Lucybell es una de las bandas más emblemáticas del rock chileno moderno, una formación que ha sabido reinventarse sin perder su identidad. Nacida en 1991 en los pasillos de la Facultad de Artes de la Universidad de Chile, el grupo surgió de la unión de cuatro estudiantes que compartían la necesidad de explorar los sonidos del rock alternativo y la atmósfera introspectiva del post-punk. Claudio Valenzuela, Gabriel Vigliensoni, Francisco González y Marcelo Muñoz dieron forma a un proyecto que, con el paso de los años, trascendería las fronteras de su país. Desde su primer disco, “Peces” (1995), Lucybell dejó claro que su propuesta sería distinta. Con canciones como “Cuando respiro en tu boca” y “Mataz”, el grupo construyó un universo sonoro marcado por la melancolía, la profundidad y un pulso electrónico que se combinaba con guitarras etéreas.
Le siguieron “Viajar” (1996) y “Lucybell” (1998), completando una trilogía que los consolidó como referencia continental dentro del rock alternativo latinoamericano. En esos años, el grupo llenaba salas y encabezaba festivales en Chile y Sudamérica, mientras su música rotaba sin descanso en las radios locales. A finales de los noventa llegaron los primeros cambios. Gabriel Vigliensoni y Marcelo Muñoz dejaron la banda, y el bajista Eduardo Caces se unió en 1999, marcando el inicio de una nueva etapa.
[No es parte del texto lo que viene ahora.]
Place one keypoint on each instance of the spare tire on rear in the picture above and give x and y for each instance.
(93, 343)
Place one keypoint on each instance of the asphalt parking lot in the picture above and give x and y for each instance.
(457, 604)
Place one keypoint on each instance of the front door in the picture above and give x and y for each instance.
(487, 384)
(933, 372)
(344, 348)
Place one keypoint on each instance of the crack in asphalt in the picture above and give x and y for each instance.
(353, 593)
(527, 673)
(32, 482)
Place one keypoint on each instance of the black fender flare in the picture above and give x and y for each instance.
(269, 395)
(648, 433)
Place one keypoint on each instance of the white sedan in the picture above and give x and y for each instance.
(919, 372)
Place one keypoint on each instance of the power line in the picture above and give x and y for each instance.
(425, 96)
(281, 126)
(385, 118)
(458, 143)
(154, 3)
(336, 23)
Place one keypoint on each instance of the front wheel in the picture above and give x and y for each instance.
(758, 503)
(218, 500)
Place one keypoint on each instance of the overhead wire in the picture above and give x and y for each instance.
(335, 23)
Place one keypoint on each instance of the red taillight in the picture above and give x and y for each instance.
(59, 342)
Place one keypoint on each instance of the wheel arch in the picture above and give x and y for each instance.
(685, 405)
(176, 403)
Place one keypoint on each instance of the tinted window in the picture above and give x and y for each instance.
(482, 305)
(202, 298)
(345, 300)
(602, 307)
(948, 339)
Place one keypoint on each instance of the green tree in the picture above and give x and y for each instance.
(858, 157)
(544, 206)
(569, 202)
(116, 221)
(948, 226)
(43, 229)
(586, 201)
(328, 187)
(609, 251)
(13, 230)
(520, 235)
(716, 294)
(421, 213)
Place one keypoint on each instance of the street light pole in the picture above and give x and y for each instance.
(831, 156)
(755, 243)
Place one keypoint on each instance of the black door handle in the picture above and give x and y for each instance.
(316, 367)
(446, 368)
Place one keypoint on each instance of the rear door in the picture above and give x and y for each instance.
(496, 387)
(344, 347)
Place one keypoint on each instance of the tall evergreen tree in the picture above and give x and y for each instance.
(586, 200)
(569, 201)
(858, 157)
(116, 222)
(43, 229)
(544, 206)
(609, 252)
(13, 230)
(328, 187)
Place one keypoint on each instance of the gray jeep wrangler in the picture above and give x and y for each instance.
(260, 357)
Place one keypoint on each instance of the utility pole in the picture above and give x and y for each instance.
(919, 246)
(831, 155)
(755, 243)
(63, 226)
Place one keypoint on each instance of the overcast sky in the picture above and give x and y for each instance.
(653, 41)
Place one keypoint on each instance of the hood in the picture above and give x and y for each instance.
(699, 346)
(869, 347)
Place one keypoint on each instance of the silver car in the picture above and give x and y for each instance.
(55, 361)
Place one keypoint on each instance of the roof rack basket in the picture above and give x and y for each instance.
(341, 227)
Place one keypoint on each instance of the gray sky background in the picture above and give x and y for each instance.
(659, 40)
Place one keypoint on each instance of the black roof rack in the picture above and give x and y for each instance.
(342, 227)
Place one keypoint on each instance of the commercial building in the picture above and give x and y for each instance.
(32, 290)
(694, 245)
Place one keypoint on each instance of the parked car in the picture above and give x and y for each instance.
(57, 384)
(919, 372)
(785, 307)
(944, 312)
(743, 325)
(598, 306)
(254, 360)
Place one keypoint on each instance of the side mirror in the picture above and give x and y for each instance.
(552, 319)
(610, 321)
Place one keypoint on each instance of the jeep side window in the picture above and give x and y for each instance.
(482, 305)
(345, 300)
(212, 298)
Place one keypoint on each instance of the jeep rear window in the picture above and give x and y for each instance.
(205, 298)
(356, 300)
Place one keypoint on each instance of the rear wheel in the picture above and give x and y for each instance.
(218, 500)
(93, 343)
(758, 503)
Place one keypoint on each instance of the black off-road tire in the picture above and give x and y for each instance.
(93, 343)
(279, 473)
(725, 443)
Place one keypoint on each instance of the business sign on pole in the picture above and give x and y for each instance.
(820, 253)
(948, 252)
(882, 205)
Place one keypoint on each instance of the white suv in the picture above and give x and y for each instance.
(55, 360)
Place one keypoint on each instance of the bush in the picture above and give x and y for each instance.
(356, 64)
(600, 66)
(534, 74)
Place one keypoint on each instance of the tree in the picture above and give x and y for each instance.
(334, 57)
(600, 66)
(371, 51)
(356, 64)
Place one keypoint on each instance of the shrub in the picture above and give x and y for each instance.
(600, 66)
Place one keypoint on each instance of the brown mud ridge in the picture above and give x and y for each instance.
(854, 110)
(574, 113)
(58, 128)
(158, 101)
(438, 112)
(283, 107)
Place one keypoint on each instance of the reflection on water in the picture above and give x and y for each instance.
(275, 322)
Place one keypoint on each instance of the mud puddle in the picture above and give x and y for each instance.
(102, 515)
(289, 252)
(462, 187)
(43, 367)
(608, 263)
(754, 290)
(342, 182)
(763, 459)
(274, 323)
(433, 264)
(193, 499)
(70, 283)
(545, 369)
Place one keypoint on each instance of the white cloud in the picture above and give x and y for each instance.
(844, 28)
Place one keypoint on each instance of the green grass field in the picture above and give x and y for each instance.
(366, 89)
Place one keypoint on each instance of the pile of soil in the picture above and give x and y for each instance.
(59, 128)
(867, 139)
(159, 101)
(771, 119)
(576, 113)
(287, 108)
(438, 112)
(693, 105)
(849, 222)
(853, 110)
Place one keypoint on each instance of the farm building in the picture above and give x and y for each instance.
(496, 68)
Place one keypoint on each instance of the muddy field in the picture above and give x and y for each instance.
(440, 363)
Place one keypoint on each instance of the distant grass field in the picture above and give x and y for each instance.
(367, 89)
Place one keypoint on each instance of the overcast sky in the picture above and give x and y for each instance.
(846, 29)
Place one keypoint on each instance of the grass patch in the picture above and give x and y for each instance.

Con él grabaron “Amanece” (2000), un disco que reflejaba la madurez de un grupo que sabía adaptarse a los nuevos tiempos. Poco después lanzaron “Sesión Futura” (2001), un registro en vivo que capturaba la fuerza de su directo. Para entonces, Lucybell ya era la agrupación más masiva del rock chileno, un nombre que se mencionaba junto a íconos como Los Tres y La Ley. En 2004 editaron “Lúmina”, un trabajo que redefinió su sonido hacia una estética más cruda, guitarrera y menos dependiente de los sintetizadores. Era la confirmación de un cambio que ya se había insinuado con el EP “Sálvame la Vida”. Sin embargo, el ciclo también trajo rupturas: el baterista Francisco González abandonó la banda, y en su lugar ingresó Cote Foncea (ex Dracma, De Kiruza). Con él llegó “Comiendo Fuego” (2006), una obra potente y visceral que mantuvo el nombre de Lucybell en el mapa latinoamericano. El año siguiente, el trío grabó de forma independiente el EP “Primitivo”, abrazando el espíritu del “hazlo tú mismo” y reivindicando su independencia creativa.
LUCYBELL ES, EN ESENCIA, UNA HISTORIA DE EVOLUCIÓN Y RESISTENCIA. DE LAS ATMÓSFERAS ENSOÑADAS DE LOS NOVENTA AL PULSO VITAL DEL NUEVO MILENIO, SU TRAYECTORIA REFLEJA LA CAPACIDAD DE ADAPTARSE SIN CLAUDICAR, DE TRANSFORMAR LA NOSTALGIA EN IMPULSO CREATIVO.
A lo largo de las siguientes décadas, Lucybell se mantuvo como un referente. En 2017 lanzaron “Magnético”, un regreso celebrado tanto por la crítica como por sus seguidores, impulsado por el sencillo “Salté a tus ojos”. Tres años más tarde, en 2020, publicaron “Mil Caminos”, un álbum acústico producido por Barry Sage que revisitó sus clásicos desde una nueva sensibilidad, más íntima y madura, grabado en Estudios del Sur. Para entonces, la formación estable de Claudio Valenzuela, Eduardo Caces y Cote Foncea había demostrado ser más que un trío: un símbolo de permanencia en la historia del rock latinoamericano. Lucybell es, en esencia, una historia de evolución y resistencia. De las atmósferas ensoñadas de los noventa al pulso vital del nuevo milenio, su trayectoria refleja la capacidad de adaptarse sin claudicar, de transformar la nostalgia en impulso creativo. Más de treinta años después de aquel experimento universitario, su música sigue respirando en la boca de quienes crecieron con ella y en los oídos de nuevas generaciones que descubren, una y otra vez, el poder magnético de su sonido.